Le contrôle non juridictionnel ou contrôle de la gestion

1– Objet

Le contrôle non juridictionnel de la Cour des comptes vise à apprécier la qualité de la gestion et à formuler, éventuellement, des suggestions sur les moyens susceptibles d’en améliorer les méthodes et d’en accroître l’efficacité et le rendement.

Ce contrôle englobe tous les aspects de la gestion. La Cour apprécie la réalisation des objectifs assignés (efficacité), l’adéquation des moyens utilisés (efficience), les coûts des biens et services produits (économie), les prix pratiqués, les résultats financiers et l’impact sur l’environnement.

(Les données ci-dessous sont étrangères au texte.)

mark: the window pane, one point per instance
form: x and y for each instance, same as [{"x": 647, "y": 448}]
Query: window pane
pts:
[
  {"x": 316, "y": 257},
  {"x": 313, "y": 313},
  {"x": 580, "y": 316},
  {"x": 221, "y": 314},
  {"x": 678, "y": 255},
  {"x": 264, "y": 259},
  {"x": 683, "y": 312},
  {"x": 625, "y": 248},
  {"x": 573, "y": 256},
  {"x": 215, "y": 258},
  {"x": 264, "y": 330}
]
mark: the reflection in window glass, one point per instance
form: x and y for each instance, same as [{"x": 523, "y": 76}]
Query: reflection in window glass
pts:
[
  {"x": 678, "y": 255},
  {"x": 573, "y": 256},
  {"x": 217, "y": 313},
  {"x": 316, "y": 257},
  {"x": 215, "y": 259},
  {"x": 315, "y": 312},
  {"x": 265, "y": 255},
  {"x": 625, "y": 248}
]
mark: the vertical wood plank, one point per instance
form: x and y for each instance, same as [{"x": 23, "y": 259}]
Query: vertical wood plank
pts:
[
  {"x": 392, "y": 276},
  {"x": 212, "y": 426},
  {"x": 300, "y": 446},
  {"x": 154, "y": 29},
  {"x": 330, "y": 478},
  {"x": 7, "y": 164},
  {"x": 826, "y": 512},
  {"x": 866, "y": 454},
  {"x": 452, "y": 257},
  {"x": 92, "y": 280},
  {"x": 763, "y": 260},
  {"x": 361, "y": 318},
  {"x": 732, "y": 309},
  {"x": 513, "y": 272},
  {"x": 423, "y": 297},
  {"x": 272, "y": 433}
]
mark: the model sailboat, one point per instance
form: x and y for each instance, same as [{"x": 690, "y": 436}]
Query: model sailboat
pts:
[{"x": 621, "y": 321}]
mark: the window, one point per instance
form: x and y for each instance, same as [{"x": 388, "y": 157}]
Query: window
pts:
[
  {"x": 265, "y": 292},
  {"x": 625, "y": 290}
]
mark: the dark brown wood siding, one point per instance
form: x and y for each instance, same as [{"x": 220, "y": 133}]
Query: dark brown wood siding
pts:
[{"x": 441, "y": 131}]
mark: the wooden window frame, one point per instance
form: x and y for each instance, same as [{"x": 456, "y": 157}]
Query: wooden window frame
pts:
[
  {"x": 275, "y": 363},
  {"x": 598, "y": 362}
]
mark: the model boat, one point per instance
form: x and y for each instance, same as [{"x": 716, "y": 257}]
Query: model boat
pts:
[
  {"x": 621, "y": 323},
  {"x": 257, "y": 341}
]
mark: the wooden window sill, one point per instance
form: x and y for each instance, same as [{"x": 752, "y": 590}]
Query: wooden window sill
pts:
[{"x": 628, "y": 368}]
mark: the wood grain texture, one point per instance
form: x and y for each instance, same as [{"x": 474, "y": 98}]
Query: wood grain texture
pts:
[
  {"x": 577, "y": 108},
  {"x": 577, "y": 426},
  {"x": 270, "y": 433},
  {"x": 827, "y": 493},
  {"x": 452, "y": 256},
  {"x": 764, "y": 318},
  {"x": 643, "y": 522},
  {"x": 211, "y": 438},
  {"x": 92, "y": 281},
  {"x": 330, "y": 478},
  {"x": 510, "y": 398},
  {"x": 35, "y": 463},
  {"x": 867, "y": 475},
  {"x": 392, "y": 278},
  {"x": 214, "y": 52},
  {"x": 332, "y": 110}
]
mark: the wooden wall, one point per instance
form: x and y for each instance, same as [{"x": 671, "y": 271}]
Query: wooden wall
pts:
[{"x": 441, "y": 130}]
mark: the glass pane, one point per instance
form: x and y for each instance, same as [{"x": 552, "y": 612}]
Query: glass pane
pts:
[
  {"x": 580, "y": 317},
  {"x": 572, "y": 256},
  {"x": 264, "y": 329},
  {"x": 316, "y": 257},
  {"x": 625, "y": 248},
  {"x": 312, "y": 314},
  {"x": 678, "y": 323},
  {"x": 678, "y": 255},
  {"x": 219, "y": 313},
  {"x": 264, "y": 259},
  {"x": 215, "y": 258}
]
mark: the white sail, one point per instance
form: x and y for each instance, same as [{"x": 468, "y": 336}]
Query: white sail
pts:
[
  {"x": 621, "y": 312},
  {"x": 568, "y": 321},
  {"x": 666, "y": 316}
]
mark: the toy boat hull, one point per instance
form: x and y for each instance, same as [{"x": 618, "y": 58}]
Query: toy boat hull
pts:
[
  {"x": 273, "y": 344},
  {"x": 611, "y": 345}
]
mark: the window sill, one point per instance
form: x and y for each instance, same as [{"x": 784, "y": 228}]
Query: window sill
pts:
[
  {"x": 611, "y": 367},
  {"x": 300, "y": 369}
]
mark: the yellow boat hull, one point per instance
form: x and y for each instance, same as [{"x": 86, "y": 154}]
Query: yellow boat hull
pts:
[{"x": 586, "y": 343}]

Le contrôle porte également sur la régularité et la sincérité des comptabilités ainsi que sur la matérialité des opérations qui y sont décrites (réalité).

A ces divers types de vérifications, s’ajoute un contrôle administratif des comptes de matières des administrations publiques, contrôle qui aboutit à des conclusions sur les comptes individuels de matières et à une déclaration de conformité attestant la concordance de l’ensemble de ces comptes individuels de matières avec les comptes généraux des ministères.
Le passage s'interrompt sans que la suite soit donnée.